According to a BSH geologist who is quoted in the Spiegel article, offshore wind farms have what is known as a “kolking” problem. “What the experts mean by this is that the piles driven into the ground underwater to anchor the (wind generator) towers are gradually exposed by washing away of the seabed. In the Alpha Ventus wind farm, the enormous steel piles are being kolked to a depth of three or four metres (...)” Matthias Brendel writes that this “periodontisis-like process at the bottom of the North Sea must not be allowed to continue” much more; if it does, then the stability of the towers – which are 92 metres high – would be jeopardised.
He writes that attempts to prevent the erosion of the seabed due to tides and ocean currents – by creating stone dams around the rotor foundations – have proved to be inadequate and expensive. According to Brendel, the energy company E.on from Essen in Germany is now trying to tackle the problem of kolking differently as it builds its Amrumbank West wind farm:
“Instead of stones, two layers of sand sacks made of geotextiles are being laid on the seabed within a radius of 25 metres. Then the steel ‘monopiles’, as they are known, are simply driven into the centre of the heap of sacks. 45,000 sacks made from non-woven propylene are being dumped into the ocean in the Amrumbank West project. Whether and how the roughly 180 tonnes of plastic will leave the ecosystem again is completely unclear.”
It is, however, vital that this question is answered, particularly in view of the fact, firstly, that the ecosystem oceans represent are known to be polluted to a not inconsiderable extent by plastics and other debris and, secondly, that industry, politicians and environmental associations are liaising to work intensively on measures that help to make a substantial reduction in the pollution of oceans by plastic debris.
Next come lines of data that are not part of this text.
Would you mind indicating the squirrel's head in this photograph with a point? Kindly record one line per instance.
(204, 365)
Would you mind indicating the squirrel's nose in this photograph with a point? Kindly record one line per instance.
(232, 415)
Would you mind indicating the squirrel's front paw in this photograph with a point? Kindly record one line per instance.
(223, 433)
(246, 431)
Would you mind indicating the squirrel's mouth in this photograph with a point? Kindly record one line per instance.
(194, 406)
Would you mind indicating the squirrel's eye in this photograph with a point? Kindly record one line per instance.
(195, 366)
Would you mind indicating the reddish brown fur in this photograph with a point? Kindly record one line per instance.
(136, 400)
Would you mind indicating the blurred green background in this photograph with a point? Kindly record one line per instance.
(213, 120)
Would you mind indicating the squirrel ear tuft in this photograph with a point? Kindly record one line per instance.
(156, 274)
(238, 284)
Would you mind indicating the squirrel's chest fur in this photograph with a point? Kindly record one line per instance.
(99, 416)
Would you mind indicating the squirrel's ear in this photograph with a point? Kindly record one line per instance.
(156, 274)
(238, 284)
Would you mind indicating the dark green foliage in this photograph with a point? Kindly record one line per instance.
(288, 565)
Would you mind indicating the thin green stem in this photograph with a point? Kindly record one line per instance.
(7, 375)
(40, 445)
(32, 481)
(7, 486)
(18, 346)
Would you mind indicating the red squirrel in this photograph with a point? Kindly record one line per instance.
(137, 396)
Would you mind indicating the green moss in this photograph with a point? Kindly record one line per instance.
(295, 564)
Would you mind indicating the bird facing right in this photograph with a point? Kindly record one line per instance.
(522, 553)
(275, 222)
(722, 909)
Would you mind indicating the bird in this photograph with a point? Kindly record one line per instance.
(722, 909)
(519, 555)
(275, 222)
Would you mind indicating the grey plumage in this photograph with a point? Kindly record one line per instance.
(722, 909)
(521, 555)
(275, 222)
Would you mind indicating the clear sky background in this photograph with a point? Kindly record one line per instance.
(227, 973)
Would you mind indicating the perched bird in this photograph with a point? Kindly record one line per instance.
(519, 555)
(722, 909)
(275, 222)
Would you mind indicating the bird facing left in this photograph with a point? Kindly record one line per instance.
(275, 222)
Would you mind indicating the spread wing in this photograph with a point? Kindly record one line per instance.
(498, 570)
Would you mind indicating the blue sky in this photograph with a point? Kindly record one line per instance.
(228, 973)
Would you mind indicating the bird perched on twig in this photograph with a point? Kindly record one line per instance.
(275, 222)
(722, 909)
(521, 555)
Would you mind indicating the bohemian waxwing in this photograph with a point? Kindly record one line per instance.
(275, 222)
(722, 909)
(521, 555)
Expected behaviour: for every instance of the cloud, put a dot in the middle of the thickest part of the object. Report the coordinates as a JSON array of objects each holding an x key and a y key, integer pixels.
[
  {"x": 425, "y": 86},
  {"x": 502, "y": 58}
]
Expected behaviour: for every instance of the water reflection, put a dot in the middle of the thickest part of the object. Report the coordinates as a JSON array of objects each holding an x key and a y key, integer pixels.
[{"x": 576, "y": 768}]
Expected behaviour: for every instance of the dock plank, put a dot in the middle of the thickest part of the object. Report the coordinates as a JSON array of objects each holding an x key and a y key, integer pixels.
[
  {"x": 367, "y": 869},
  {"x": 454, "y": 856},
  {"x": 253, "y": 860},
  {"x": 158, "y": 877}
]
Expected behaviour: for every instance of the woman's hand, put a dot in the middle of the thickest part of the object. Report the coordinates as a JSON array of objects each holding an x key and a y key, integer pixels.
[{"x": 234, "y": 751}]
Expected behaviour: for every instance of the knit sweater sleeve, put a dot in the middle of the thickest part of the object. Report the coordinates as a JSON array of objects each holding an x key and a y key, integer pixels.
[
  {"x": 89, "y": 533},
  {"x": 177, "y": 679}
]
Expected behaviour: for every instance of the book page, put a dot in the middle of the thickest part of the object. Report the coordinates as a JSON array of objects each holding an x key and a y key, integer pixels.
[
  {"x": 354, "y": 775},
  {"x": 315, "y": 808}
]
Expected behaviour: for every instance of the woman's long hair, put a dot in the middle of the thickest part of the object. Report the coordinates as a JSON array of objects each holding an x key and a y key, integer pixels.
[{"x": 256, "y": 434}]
The project that the huge power company E.on is carrying out seems to be dubious in this context.
The use of polymer materials is easily understandable in this case, however. The E.on engineers are evidently relying on the special capabilities and properties of polymers, which can, after all, be designed individually in laboratories. It cannot be said at a distance whether their plan to get the problem under control by using plastics will be successful. So the criticism of the use of plastics in the construction of offshore wind farms may well be justified.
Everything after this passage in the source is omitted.